O poder da bancada da Bíblia vem do fato de a população nunca ter eleito tantos parlamentares como em 2018. Para 2019, a bancada terá 90 congressistas somente evangélicos. Mas esse número tende a ser ainda maior, após a posse dos parlamentares. Bolsonaro, que se declarava católico, parece ter mudado de orientação religiosa. Sua mulher, Michelle, é evangélica. E ele mesmo chegou a ser batizado no rio Jordão, em Israel, pelo pastor Everaldo, que já foi candidato a presidente pelo PSC. Como deputado, ele integrava a Frente Parlamentar Evangélica. A linha de pensamento de Bolsonaro e do novo governo integra os evangélicos a seguidores cristãos mais conservadores, na chamada “Bancada da Bíblia”. Juntos, eles chegam a aproximadamente 180 nomes, quase um terço do Congresso Nacional.

A força dos religiosos não é apenas numérica. O grupo interferiu diretamente na escolha do novo ministro da Educação. Primeiro, vetando o nome do diretor do Instituto Ayrton Senna, Mozart Neves, para o ministério. E, depois, impondo o nome do educador conservador para o cargo, Ricardo Vélez Rodriguez. Mas, no âmbito do Executivo, o grupo não pretende parar por aí. Está sendo formatado um novo Ministério, o da Cidadania, que unirá as atribuições dos atuais Ministérios do Desenvolvimento Social e dos Direitos Humanos. Bolsonaro fundiu as duas pastas e entregou-as a Osmar Terra (MDB-RS), evangélico e que já foi ministro de Temer.

Presidência da Câmara

“A nossa bancada vem ganhando credibilidade pela sua atuação na Casa, e isso fez com que crescêssemos nas eleições deste ano. Isso é fruto também do crescimento do pensamento conversador junto à sociedade brasileira”, analisa o deputado João Campos (PRB-GO), um dos representantes da bancada evangélica e nome que o grupo cogita levar para a disputa da Presidência da Câmara, no ano que vem. Bolsonaro não pretende interferir diretamente na disputa, mas está longe de desagradá-lo ter um evangélico no comando da Câmara.

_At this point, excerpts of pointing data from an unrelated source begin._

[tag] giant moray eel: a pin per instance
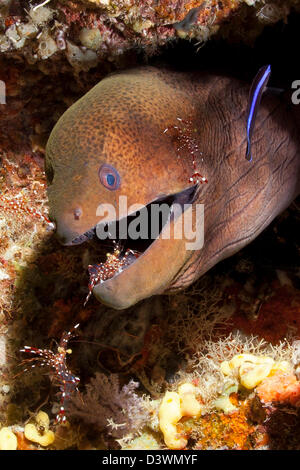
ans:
(131, 121)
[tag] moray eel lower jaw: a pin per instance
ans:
(154, 269)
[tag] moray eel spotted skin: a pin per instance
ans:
(122, 122)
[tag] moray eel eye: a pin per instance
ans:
(109, 177)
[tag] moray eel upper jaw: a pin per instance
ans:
(156, 129)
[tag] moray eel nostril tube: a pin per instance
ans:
(159, 135)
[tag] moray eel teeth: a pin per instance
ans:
(131, 249)
(144, 134)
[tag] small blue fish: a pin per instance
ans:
(258, 86)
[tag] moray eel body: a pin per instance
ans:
(157, 128)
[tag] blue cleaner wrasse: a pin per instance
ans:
(162, 136)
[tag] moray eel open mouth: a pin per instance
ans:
(128, 250)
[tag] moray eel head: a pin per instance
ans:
(143, 135)
(114, 145)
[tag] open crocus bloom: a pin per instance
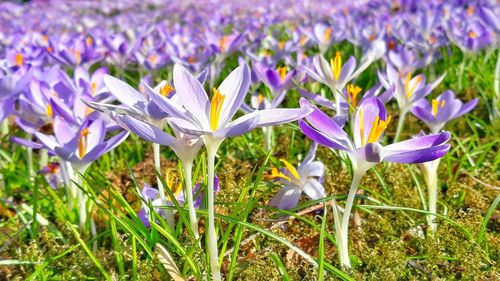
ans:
(407, 89)
(441, 110)
(80, 146)
(365, 149)
(307, 178)
(196, 115)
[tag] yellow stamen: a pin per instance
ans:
(88, 110)
(222, 43)
(275, 173)
(352, 93)
(303, 40)
(93, 88)
(50, 113)
(260, 98)
(216, 108)
(290, 168)
(470, 11)
(78, 57)
(282, 72)
(435, 106)
(336, 65)
(166, 90)
(89, 41)
(19, 59)
(327, 35)
(281, 45)
(409, 90)
(378, 127)
(82, 142)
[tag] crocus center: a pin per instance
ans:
(436, 104)
(377, 129)
(282, 72)
(336, 65)
(89, 41)
(275, 173)
(49, 111)
(409, 89)
(153, 59)
(82, 142)
(53, 168)
(352, 93)
(470, 11)
(290, 168)
(281, 45)
(327, 35)
(166, 90)
(216, 109)
(78, 57)
(260, 99)
(175, 190)
(303, 40)
(19, 59)
(223, 43)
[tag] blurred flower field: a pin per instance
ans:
(249, 140)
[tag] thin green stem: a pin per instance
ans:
(169, 216)
(193, 220)
(401, 123)
(212, 147)
(344, 249)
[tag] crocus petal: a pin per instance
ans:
(124, 92)
(277, 116)
(146, 131)
(314, 189)
(323, 123)
(370, 108)
(240, 126)
(235, 88)
(419, 149)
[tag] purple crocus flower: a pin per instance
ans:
(52, 174)
(441, 110)
(80, 146)
(365, 150)
(307, 178)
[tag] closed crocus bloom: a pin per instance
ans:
(441, 110)
(365, 150)
(306, 178)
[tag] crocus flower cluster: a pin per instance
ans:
(68, 81)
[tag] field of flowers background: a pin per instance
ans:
(249, 140)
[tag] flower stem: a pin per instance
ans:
(168, 213)
(212, 147)
(344, 248)
(268, 134)
(5, 127)
(401, 123)
(188, 167)
(432, 190)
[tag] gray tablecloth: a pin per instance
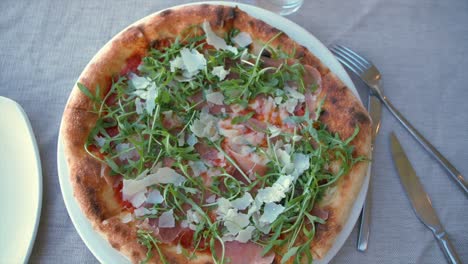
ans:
(421, 46)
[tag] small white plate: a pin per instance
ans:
(102, 249)
(21, 183)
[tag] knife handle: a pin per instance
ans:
(447, 247)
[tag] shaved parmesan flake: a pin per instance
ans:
(215, 98)
(154, 197)
(223, 206)
(211, 199)
(220, 72)
(166, 220)
(144, 211)
(242, 39)
(126, 218)
(296, 138)
(178, 249)
(283, 183)
(138, 199)
(290, 105)
(167, 175)
(245, 234)
(139, 83)
(124, 151)
(228, 238)
(276, 192)
(205, 126)
(190, 62)
(100, 140)
(278, 100)
(271, 211)
(198, 167)
(192, 140)
(193, 60)
(193, 219)
(177, 63)
(151, 99)
(139, 106)
(274, 130)
(181, 139)
(216, 41)
(269, 195)
(235, 222)
(301, 164)
(242, 202)
(163, 175)
(245, 55)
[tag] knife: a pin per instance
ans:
(420, 201)
(375, 109)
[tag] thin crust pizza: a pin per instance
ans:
(203, 135)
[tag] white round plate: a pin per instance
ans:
(103, 251)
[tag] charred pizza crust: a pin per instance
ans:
(342, 111)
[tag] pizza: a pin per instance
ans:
(203, 135)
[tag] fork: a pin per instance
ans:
(371, 76)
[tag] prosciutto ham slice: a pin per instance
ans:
(238, 252)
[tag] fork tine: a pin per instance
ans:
(351, 57)
(351, 64)
(366, 63)
(351, 67)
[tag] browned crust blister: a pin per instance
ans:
(342, 113)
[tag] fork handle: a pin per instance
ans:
(456, 175)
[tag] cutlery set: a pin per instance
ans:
(419, 199)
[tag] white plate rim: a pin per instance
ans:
(105, 253)
(36, 180)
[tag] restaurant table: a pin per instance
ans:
(420, 46)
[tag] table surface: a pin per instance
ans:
(420, 46)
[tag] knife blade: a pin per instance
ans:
(420, 201)
(374, 107)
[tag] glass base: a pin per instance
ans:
(282, 7)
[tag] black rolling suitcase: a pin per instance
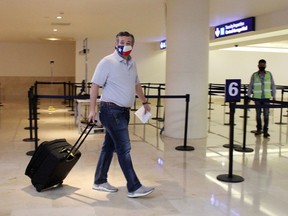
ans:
(53, 160)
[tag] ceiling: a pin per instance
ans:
(35, 20)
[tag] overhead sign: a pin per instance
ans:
(236, 27)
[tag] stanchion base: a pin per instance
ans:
(230, 178)
(228, 124)
(30, 153)
(228, 146)
(241, 149)
(29, 128)
(185, 148)
(29, 139)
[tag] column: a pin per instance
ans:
(187, 66)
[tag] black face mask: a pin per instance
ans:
(261, 68)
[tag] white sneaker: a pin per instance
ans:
(105, 187)
(140, 192)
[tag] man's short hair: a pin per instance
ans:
(125, 34)
(262, 61)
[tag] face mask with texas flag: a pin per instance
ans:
(124, 50)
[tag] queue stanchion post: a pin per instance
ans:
(281, 109)
(244, 148)
(185, 147)
(30, 118)
(230, 177)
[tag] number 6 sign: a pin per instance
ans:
(233, 90)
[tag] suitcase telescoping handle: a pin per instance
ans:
(80, 140)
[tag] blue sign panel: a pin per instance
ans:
(236, 27)
(163, 44)
(233, 90)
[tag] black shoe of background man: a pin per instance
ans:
(258, 132)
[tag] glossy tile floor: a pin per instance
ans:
(186, 181)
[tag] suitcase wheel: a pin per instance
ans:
(39, 188)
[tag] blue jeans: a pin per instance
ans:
(116, 119)
(260, 103)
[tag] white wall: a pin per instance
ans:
(151, 61)
(33, 59)
(240, 65)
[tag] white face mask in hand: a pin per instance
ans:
(124, 50)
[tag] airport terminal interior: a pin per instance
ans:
(185, 182)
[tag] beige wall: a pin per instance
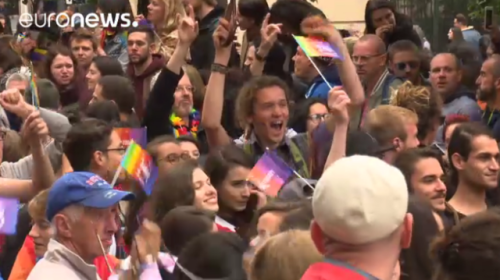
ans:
(344, 13)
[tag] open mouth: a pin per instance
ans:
(277, 125)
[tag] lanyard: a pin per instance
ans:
(366, 104)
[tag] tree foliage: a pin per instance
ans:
(476, 7)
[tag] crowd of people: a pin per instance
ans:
(393, 147)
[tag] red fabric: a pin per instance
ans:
(328, 271)
(27, 260)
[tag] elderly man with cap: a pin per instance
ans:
(83, 211)
(360, 220)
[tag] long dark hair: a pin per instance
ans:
(404, 26)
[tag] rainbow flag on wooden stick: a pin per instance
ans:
(270, 174)
(315, 47)
(139, 164)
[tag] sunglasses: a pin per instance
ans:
(318, 117)
(410, 64)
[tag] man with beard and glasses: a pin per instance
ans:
(446, 80)
(488, 84)
(143, 65)
(84, 47)
(473, 155)
(424, 175)
(93, 146)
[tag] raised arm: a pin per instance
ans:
(269, 35)
(35, 130)
(338, 101)
(317, 26)
(161, 98)
(214, 97)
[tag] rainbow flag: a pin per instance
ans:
(139, 164)
(138, 135)
(38, 54)
(35, 100)
(315, 47)
(270, 174)
(9, 208)
(147, 23)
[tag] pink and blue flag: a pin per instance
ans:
(9, 208)
(270, 174)
(138, 135)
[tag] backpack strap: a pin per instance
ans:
(298, 159)
(386, 89)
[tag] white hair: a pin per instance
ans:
(74, 213)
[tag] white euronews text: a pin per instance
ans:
(63, 20)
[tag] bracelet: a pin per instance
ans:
(259, 57)
(219, 68)
(147, 266)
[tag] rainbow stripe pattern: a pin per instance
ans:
(138, 135)
(9, 208)
(270, 174)
(35, 100)
(139, 164)
(315, 47)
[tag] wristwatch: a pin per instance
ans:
(219, 68)
(259, 57)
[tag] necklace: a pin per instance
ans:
(180, 128)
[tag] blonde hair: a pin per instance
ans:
(425, 103)
(174, 7)
(285, 256)
(38, 206)
(387, 122)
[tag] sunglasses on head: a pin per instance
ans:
(411, 64)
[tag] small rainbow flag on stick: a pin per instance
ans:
(270, 174)
(315, 47)
(138, 135)
(38, 54)
(35, 100)
(139, 164)
(9, 208)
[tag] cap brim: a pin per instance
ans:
(106, 198)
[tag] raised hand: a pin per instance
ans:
(382, 31)
(320, 27)
(269, 33)
(13, 101)
(35, 129)
(187, 27)
(338, 102)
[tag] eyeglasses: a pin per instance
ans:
(362, 59)
(121, 150)
(175, 158)
(411, 64)
(185, 89)
(318, 117)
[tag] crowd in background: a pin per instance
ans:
(393, 147)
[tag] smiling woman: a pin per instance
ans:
(185, 184)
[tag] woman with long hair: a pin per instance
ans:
(382, 19)
(228, 169)
(60, 68)
(163, 16)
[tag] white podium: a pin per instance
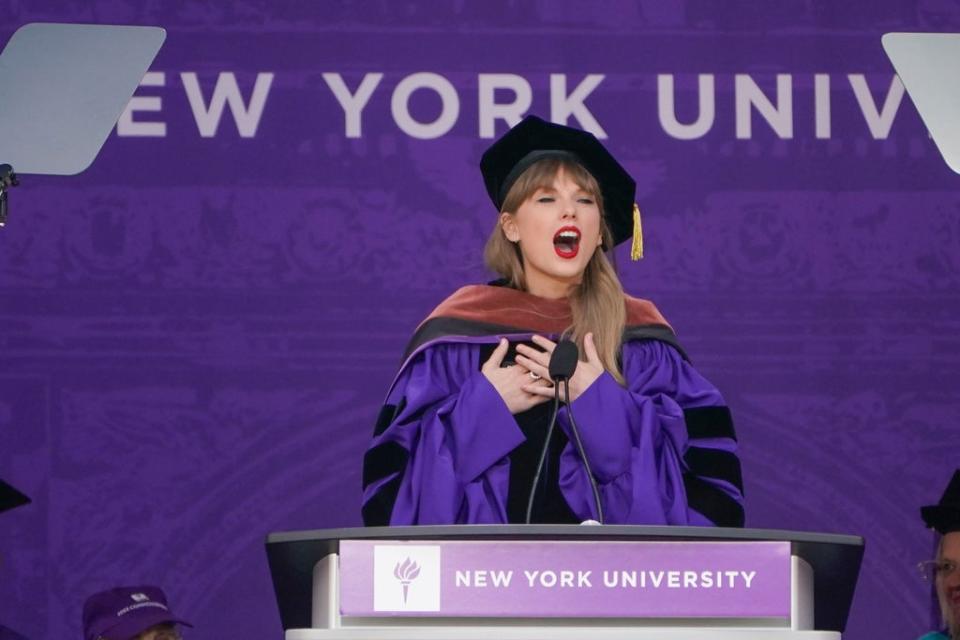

Se há alguns anos os evangélicos queriam apenas se contrapor a pautas consideradas progressistas, como a legalização da união homoafetiva ou a formatação de um material anti-homofobia nas escolas (a que chamaram de Kit Gay), agora a intenção é fazer avançar no Congresso uma agenda conservadora, que confronte as propostas do PT. Temas como “casamento gay”, “escola sem partido”, “ideologia de gênero” e “Estatuto da Família” devem ser amplamente debatidos e a intenção da Frente Evangélica é ultrapassar a mera discussão e partir para a aprovação dessa agenda. A bancada evangélica pretende, a partir do ano que vem, aprovar projetos como o do Estatuto da Família, que quer conceituar como núcleo familiar apenas aqueles formados por um homem e uma mulher. “Vejo o avanço dessa bancada com bastante preocupação. Pois eles têm uma postura cruzadista, fundamentalista e dogmática”, critica o líder do PSOL na Câmara, Chico Alencar (RJ). Integrantes da esquerda admitem que será difícil brecar projetos de interesse da Bancada da Bíblia. Afinal, o grupo tem um consistente projeto de poder e pretende estabelecer nos próximos anos novos paradigmas para o País, principalmente na área de costumes.